Первичность восточных впечатлений делает их основой для чересчур смелых искусствоведческих параллелей. Деревянная колокольня в с. Заблудино напоминает Верещагину турецкий минарет, но не из-за действительного сходства, а из-за убежденности в том, что «восточный стиль имел большое влияние на наш русский». Так и храм Христа Спасителя кажется «прямым воспроизведением» Тадж-Махала и «полным заимствованием» с «восточного образца» [1, с. 77–78]. Резные колонны церкви в Пучуге, напротив, сделаны в «русском» стиле, который образовался из смешения элементов «византийского, итальянского, персидского и чисто мавританского» [там же, с. 80]. Последующие рассуждения о том, как в русской архитектуре XVIII в. взятые из Франции и Италии приемы вытеснили ее собственные, а заимствование превратилось в подражание, завершаются характерным выводом: «Только теперь снова начинают припоминать и разрабатывать свое – давно пора!» [там же, с. 81–82].
Трудно сказать, содержится ли в последних словах симпатия к перемене архитектурной стилистики при Александре III и в целом к той тенденции его царствования, которую Ричард Уортман назвал «воскрешением Московии» [8, с. 322, 334–349]. Но несомненно, что именно церкви Московской эпохи (XVI–XVII вв.) привлекали художника на Севере больше всего. Эти два столетия образуют в его сознании горизонт «старины», древности. Все, что моложе, представлялось Верещагину не столь «интересным». Его тяга именно к эпохе расцвета Севера обусловлена не только натурными наблюдениями, выводами на месте. Она возникла до начала путешествия по Двине. Например, о «большой, старой, очень интересной» церкви в Черевкове Верещагин узнал еще в Москве – тем больше было его огорчение, когда он убедился в том, что этот «памятник старины почти погиб» из-за вычурных поновлений [1, с. 53–54]. Эту и другие потери «живого исторического материала», которым Россия и без того не богата, Верещагин рассматривает как целенаправленное посягательство на национальное искусство [там же, с. 61].
Называя церковь или колокольню «интересной», «интересной выше ожидания», не представляющей «большого интереса» или «мало интересной», Верещагин субъективен и не раскрывает своих критериев, но бесцеремонно навязывает их изучаемому феномену (ср.: «все иконы переписаны до крайности неумелыми мастерами») [там же, с. 13]. Осуждая церковные власти или крестьян за слом ветхих церковных зданий или их переделку в современном духе, художник с той же легкостью может упрекнуть «новую избу богатого мужика» за безвкусицу, если только хозяин позволил себе добавить к ее убранству какие-нибудь «кудрявые завитки, без пользы, без смысла». Ценя северное зодчество только в одном, как ему кажется – лучшем изводе, других Верещагин не понимает и не принимает. Все архитектурное развитие региона после XVII в., за редким исключением, кажется ему упадком, искажением, отходом от традиции.

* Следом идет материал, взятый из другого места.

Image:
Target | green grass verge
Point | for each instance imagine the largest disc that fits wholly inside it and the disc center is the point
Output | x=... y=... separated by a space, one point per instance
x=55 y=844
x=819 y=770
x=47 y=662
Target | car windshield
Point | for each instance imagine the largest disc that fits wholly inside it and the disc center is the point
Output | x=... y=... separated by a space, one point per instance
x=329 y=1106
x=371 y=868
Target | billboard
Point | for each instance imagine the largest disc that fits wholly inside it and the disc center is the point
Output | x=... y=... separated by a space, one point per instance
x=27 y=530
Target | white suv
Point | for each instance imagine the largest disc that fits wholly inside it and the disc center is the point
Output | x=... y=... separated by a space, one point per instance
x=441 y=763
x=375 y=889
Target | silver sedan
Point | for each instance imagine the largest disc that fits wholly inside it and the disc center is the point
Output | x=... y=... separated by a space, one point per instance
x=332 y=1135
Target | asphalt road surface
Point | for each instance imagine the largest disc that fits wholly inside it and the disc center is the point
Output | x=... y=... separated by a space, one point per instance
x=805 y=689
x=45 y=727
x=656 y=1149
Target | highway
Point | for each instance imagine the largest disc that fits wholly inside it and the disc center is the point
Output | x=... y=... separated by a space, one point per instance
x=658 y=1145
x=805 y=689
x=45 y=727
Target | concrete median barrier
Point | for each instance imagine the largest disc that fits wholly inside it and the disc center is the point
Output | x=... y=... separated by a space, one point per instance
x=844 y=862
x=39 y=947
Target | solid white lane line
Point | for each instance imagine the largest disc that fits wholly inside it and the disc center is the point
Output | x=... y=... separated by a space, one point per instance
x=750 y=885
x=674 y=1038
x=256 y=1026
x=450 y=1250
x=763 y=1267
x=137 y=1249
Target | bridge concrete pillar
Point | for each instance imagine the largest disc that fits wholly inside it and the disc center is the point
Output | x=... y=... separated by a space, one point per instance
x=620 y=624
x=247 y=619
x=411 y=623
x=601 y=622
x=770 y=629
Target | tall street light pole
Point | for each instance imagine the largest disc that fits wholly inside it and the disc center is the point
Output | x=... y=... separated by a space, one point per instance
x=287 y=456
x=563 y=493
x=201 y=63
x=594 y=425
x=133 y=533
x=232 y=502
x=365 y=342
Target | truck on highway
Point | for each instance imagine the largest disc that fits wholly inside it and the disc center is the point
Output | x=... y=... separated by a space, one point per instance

Верещагин намеренно встает на позицию путешественника-дилетанта, хотя упоминает, что в его взгляде на тот или иной памятник два аспекта – чисто художественный и «археологический» [там же, с. 76]. С этого ракурса рассматривается им и административная карта Севера. Церкви Архангельской губернии для него менее интересны, чем вологодские храмы – поскольку во время их строительства «край был еще совсем дикий <…> и местным мастерством отличаться они не могли» [там же, с. 95]. Схожие различия подмечал почти десятилетием позже И. Э. Грабарь. Для него церкви в районе Сольвычегодска были «не чета тем, что попадались на Сухоне» [9, с. 186].
Однако же Грабарь подходил к осмотру двинских древностей как ученый. Он не просто делал зарисовки или писал красками, а обмерял, фотографировал, делал выписки по истории церквей из клировых ведомостей. Верещагин «набрасывал» приглянувшиеся ему «типы, одежды и постройки» и конкретные их детали в записную книжку или альбом, работал на этюдах, если позволяла погода, но гораздо больше общался – с крестьянами, торговцами, священниками, земскими врачами и лесничими. Север открылся ему как новый огромный мир, известный в общих чертах, но незнакомый и даже экзотичный в подробностях. Дефицит собственного, первоначального знания и делает его сочинение столь характерным в рамках северного дискурса, основные особенности которого он воспроизводит где-то осознанно, а где-то – интуитивно. Он изучает Подвинье широко, иногда с наивным энтузиазмом чужака-первопроходца, невольно акцентируя его отличия от прочей России (ср.: «…в этих местах большая часть общеупотребительных слов совершенно разнится от русских, средней полосы Империи» [1, с. 56]). Это для него внешний край, откуда можно двигаться только «внутрь России» [там же, с. 85].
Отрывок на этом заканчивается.